- As many as 10,000 anti-government protesters rally In Macedonia Sunday
- Protesters want Prime Minister to resign over a wire-tap scandal
- Last week gun battles left eight police officers and 14 others dead
The protesters -- who paraded through Skopje waving Macedonia's vibrant red and yellow flag -- seek Gruevski's ouster over a wiretapping scandal that the opposition claims takes government abuse to new levels.
Those alleged abuses include instances of "...financial and electoral fraud, mass electronic surveillance, framing of political opponents for crimes and even murder," according to Foreign Affairs
, a magazine published by the Council on Foreign Relations.
While Gruevski denies the allegations, the scandal has plunged the Balkan country into its worst political crisis since the threat of civil war in 2001. Gruevski claims most of the wiretapped recordings were made by an unnamed foreign intelligence service in an effort to bring his government down.
Social Democrat leader Zoran Zaev, who called for Sunday's demonstrations, has accused the government of inciting ethnic conflict.

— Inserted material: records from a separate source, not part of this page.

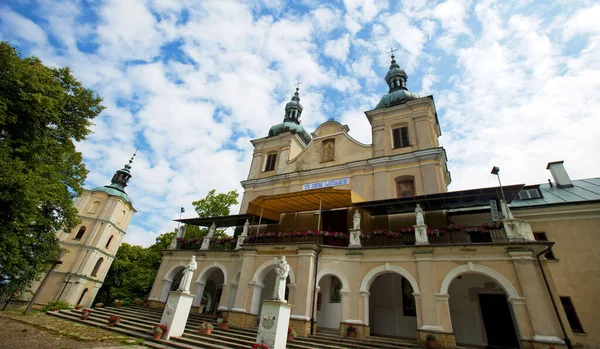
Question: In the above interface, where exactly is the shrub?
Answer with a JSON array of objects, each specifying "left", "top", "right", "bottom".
[
  {"left": 42, "top": 301, "right": 72, "bottom": 312},
  {"left": 426, "top": 334, "right": 437, "bottom": 341}
]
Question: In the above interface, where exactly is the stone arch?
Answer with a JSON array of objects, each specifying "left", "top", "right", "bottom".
[
  {"left": 360, "top": 263, "right": 420, "bottom": 294},
  {"left": 439, "top": 263, "right": 519, "bottom": 298},
  {"left": 196, "top": 262, "right": 229, "bottom": 285},
  {"left": 316, "top": 268, "right": 350, "bottom": 291},
  {"left": 163, "top": 263, "right": 187, "bottom": 282},
  {"left": 251, "top": 258, "right": 296, "bottom": 285}
]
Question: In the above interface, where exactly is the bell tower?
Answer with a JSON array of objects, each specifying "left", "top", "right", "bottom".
[{"left": 34, "top": 155, "right": 137, "bottom": 307}]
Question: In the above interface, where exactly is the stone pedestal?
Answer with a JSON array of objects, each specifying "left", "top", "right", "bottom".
[
  {"left": 503, "top": 218, "right": 535, "bottom": 241},
  {"left": 414, "top": 224, "right": 429, "bottom": 245},
  {"left": 256, "top": 300, "right": 293, "bottom": 349},
  {"left": 349, "top": 228, "right": 361, "bottom": 247},
  {"left": 235, "top": 235, "right": 246, "bottom": 250},
  {"left": 200, "top": 237, "right": 211, "bottom": 250},
  {"left": 160, "top": 291, "right": 195, "bottom": 339}
]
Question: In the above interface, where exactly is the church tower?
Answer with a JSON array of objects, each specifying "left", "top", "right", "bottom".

In early May the Gruevski government indicted Zaev on charges of wiretapping and anti-government activities, according to the New York Times
. Zaev has periodically been releasing leaked transcripts of what he claims are thousands of recordings made by the government, detailing instances of alleged corruption. He was indicted shortly before announcing plans for Sunday's massive protest in Skopje.
The protests in Macedonia may only be the beginning of the threat to stability in the Balkans.
Last week, gun battles
in the Balkan city of Kumanovo, about 20 kilometers (12.5 miles) from Skopje, left eight police officers and 14 others dead. The country's internal affairs ministry described the targets of the police raid that resulted in the gun battles as a group of roughly "70 terrorists." Macedonian authorities accused the group of plotting attacks on government institutions.